Bouwmeester Robbin, Gabriels Ralf, Hulstaert Niels, Martens Lennart, Degroeve Sven
VIB-UGent Center for Medical Biotechnology, VIB, Ghent, Belgium.
Department of Biomolecular Medicine, Ghent University, Ghent, Belgium.
Nat Methods. 2021 Nov;18(11):1363-1369. doi: 10.1038/s41592-021-01301-5. Epub 2021 Oct 28.
The inclusion of peptide retention time prediction promises to remove peptide identification ambiguity in complex liquid chromatography-mass spectrometry identification workflows. However, due to the way peptides are encoded in current prediction models, accurate retention times cannot be predicted for modified peptides. This is especially problematic for fledgling open searches, which will benefit from accurate retention time prediction for modified peptides to reduce identification ambiguity. We present DeepLC, a deep learning peptide retention time predictor using peptide encoding based on atomic composition that allows the retention time of (previously unseen) modified peptides to be predicted accurately. We show that DeepLC performs similarly to current state-of-the-art approaches for unmodified peptides and, more importantly, accurately predicts retention times for modifications not seen during training. Moreover, we show that DeepLC's ability to predict retention times for any modification enables potentially incorrect identifications to be flagged in an open search of a wide variety of proteome data.

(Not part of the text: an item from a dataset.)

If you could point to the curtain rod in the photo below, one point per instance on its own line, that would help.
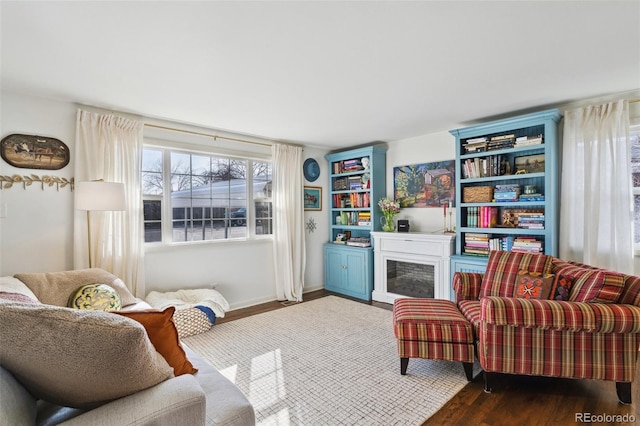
(215, 137)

纳入肽保留时间预测有望消除复杂液相色谱 - 质谱鉴定工作流程中的肽鉴定歧义。然而,由于当前预测模型中肽的编码方式,无法对修饰肽的准确保留时间进行预测。这对于新兴的开放搜索来说尤其成问题,而开放搜索将受益于对修饰肽的准确保留时间预测以减少鉴定歧义。我们提出了DeepLC,这是一种基于原子组成进行肽编码的深度学习肽保留时间预测器,能够准确预测(之前未见过的)修饰肽的保留时间。我们表明,DeepLC对于未修饰肽的表现与当前最先进的方法类似,更重要的是,它能准确预测训练期间未见过的修饰的保留时间。此外,我们表明DeepLC预测任何修饰保留时间的能力能够在对各种蛋白质组数据的开放搜索中标记潜在错误的鉴定。